Expression profile of the negative feedback loop Cry transcripts over a single 24 h period under distinct lighting conditions. A, C, E: RNA expression levels of Cry1 in a 12 h light: 12 h dark cycle (LD), in constant dark (DD) and in constant light (LL). B, D, F: RNA expression levels of Cry2 in LD, DD, and LL. Each gene showed a rhythmic pattern with maximal expression at or closely following night/day transition in LD (n=3-6 per time point) and DD (n=6 per time point; A, C: Cry1, B, D: Cry2). LL conditions led to large phase shifts, with maxima in the early to middle night (E: Cry1, F: Cry2; n=4 per time point).

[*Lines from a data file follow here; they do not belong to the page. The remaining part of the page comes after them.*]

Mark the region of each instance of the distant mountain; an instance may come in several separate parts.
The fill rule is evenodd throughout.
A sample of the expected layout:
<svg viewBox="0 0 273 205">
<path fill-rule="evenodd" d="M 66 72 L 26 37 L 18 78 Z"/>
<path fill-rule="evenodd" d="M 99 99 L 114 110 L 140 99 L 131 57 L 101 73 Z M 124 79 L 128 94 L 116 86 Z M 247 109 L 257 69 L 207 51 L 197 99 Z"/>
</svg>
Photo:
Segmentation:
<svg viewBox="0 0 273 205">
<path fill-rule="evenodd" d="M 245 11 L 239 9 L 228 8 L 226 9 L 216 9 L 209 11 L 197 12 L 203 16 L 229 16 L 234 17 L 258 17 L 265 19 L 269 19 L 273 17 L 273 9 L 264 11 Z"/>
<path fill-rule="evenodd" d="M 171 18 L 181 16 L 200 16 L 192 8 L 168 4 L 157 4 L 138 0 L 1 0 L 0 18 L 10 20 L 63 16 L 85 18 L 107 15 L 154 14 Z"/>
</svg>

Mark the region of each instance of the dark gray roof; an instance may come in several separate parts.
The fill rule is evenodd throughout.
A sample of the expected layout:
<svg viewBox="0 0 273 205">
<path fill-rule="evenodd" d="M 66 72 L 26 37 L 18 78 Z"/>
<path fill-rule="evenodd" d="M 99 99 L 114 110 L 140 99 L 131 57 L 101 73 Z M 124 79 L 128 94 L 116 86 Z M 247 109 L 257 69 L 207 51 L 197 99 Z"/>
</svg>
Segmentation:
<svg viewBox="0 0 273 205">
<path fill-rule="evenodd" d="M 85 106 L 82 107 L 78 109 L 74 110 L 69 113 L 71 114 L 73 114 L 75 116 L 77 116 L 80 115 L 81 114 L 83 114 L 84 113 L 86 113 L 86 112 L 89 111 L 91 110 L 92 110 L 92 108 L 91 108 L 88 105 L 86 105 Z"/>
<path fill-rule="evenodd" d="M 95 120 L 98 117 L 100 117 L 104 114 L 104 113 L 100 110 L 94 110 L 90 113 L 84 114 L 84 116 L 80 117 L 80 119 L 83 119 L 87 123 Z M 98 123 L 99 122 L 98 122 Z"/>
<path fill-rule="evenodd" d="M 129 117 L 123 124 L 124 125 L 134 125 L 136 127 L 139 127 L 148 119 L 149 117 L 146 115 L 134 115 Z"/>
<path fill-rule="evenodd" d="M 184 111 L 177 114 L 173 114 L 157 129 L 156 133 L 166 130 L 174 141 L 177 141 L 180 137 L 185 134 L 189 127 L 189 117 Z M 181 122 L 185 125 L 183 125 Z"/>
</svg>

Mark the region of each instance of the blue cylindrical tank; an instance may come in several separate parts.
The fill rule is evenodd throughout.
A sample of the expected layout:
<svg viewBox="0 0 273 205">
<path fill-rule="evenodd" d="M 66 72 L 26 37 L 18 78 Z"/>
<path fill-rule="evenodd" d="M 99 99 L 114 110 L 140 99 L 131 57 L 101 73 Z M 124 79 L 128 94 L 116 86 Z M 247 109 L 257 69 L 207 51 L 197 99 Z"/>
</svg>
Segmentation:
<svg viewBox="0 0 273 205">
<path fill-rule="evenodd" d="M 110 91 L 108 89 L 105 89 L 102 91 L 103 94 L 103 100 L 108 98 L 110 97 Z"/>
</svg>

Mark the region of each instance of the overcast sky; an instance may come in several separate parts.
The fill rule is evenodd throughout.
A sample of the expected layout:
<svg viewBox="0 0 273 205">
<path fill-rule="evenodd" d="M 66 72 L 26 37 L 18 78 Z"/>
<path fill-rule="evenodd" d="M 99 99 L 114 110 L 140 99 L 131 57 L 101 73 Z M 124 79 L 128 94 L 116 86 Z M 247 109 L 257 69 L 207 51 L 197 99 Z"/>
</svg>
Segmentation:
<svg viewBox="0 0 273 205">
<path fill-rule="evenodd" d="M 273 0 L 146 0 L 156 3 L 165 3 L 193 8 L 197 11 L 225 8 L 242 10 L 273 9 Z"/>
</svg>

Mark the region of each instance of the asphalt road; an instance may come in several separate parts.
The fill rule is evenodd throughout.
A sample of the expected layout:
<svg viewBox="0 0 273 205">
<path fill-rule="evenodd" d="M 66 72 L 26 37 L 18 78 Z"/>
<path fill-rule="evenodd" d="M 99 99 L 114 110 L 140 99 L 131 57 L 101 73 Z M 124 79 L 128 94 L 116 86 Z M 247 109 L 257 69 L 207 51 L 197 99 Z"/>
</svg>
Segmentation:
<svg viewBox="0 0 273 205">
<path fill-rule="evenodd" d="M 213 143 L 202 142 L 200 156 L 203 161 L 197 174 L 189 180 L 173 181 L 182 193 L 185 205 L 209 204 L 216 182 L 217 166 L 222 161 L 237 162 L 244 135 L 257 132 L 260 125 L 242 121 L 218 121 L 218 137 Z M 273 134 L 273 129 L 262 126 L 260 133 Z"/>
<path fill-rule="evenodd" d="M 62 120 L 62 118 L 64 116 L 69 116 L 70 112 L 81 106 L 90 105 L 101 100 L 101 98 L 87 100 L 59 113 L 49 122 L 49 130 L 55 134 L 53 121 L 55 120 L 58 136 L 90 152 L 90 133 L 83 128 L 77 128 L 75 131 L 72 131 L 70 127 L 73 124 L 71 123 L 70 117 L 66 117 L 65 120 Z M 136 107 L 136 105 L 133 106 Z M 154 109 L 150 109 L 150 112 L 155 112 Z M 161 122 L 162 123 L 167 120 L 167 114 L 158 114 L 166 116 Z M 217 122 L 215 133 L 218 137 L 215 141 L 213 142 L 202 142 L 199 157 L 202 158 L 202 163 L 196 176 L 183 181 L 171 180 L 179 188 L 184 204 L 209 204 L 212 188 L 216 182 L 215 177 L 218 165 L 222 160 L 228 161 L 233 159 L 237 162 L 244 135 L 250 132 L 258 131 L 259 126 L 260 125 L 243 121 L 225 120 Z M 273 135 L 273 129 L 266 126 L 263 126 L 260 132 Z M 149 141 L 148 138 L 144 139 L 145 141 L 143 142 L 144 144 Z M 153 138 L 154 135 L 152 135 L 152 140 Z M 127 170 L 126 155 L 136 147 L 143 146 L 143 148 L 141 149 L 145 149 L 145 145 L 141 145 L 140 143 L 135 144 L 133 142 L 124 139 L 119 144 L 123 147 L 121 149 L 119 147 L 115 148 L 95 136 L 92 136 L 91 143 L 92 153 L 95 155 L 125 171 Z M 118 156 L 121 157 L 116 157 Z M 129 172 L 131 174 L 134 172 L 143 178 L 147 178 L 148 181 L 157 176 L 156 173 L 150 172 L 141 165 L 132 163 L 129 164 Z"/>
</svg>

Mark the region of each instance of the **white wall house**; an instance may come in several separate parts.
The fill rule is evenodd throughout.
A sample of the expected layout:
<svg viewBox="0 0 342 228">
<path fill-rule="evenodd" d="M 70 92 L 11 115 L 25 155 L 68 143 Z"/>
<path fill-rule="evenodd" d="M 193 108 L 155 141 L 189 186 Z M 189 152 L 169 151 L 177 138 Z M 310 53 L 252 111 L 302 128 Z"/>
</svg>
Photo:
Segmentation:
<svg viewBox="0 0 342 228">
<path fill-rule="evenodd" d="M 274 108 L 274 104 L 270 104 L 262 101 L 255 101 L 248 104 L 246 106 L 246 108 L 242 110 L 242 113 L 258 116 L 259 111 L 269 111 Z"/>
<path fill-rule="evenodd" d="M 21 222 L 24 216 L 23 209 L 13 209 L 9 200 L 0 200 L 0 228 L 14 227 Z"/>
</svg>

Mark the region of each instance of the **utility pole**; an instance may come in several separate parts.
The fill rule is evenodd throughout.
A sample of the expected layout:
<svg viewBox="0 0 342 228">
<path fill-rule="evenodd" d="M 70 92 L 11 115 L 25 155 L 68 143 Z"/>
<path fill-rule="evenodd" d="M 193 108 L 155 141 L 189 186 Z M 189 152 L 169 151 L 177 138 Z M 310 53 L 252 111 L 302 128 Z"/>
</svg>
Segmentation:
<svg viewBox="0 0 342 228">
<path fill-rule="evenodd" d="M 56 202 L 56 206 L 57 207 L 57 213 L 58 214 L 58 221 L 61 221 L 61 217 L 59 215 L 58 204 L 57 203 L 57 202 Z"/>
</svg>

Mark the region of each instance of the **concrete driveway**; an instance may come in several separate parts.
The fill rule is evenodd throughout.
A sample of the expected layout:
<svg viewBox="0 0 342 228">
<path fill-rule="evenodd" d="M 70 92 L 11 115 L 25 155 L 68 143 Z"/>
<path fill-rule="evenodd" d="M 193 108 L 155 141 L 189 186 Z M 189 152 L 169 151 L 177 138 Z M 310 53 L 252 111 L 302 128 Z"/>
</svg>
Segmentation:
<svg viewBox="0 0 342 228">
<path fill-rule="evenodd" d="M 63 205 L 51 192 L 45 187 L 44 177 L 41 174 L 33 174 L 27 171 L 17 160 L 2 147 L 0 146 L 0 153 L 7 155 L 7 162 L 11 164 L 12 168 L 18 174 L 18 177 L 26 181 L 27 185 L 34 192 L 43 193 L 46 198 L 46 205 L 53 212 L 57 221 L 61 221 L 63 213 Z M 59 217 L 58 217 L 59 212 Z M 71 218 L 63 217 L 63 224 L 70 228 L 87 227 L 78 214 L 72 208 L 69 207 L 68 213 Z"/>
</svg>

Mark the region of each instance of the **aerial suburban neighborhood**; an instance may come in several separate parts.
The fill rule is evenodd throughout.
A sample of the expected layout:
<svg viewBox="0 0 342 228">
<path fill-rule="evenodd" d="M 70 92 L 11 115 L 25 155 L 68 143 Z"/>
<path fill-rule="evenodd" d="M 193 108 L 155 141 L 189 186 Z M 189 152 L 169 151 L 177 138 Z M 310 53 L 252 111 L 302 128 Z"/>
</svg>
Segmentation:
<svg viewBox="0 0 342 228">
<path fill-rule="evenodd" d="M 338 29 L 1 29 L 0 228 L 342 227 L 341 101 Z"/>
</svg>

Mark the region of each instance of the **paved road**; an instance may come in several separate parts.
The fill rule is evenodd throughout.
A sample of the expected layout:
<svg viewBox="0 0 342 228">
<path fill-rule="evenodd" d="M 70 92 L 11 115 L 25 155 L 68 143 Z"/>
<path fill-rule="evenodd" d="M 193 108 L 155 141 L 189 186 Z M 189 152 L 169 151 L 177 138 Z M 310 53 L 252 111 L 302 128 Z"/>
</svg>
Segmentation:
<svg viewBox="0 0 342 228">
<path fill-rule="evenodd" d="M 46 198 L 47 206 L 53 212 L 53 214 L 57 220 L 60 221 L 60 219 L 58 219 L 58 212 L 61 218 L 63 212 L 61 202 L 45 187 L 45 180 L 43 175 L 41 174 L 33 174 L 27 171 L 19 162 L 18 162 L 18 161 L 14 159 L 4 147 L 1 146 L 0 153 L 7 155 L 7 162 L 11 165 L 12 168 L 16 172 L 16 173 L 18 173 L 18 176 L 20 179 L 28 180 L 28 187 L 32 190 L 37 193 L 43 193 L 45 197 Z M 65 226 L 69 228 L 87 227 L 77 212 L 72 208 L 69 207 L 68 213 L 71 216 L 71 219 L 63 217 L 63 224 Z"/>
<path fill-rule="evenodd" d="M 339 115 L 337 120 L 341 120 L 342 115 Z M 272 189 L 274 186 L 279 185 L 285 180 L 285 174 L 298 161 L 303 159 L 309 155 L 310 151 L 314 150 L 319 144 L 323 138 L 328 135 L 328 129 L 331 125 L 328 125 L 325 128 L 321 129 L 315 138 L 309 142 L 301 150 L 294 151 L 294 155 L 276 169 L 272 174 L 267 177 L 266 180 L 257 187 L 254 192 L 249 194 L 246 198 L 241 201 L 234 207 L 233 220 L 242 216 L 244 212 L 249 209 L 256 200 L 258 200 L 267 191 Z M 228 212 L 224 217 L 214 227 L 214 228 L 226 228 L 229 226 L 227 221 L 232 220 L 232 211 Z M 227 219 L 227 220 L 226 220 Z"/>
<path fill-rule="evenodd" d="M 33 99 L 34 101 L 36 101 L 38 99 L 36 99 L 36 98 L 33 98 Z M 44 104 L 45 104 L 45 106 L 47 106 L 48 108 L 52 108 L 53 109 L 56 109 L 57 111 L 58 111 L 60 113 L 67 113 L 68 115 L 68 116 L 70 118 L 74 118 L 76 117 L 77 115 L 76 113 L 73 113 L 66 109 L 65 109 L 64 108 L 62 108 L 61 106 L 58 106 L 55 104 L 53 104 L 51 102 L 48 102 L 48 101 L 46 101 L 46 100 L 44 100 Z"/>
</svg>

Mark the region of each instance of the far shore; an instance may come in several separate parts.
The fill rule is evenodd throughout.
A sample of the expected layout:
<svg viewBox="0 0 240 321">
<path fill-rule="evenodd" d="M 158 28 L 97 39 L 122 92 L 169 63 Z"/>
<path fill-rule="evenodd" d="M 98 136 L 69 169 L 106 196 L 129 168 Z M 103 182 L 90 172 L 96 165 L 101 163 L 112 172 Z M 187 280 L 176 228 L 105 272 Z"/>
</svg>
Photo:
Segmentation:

Illumination conditions are depicted as solid white (day) and solid grey (night) areas in LD, right hatched (subjective day) and solid grey (subjective night) areas in constant dark (DD) and solid white (subjective day) and left hatched (subjective night) areas in constant light (LL). Animals were killed every 3 or 4 h across the 24 h period, and RNA extracted from retinal tissue. RNA expression levels were quantified by real time PCR. One-way analysis of variance (ANOVA) and cosinor levels of significance (P_A and P_c respectively) are given in the upper right corner of each panel.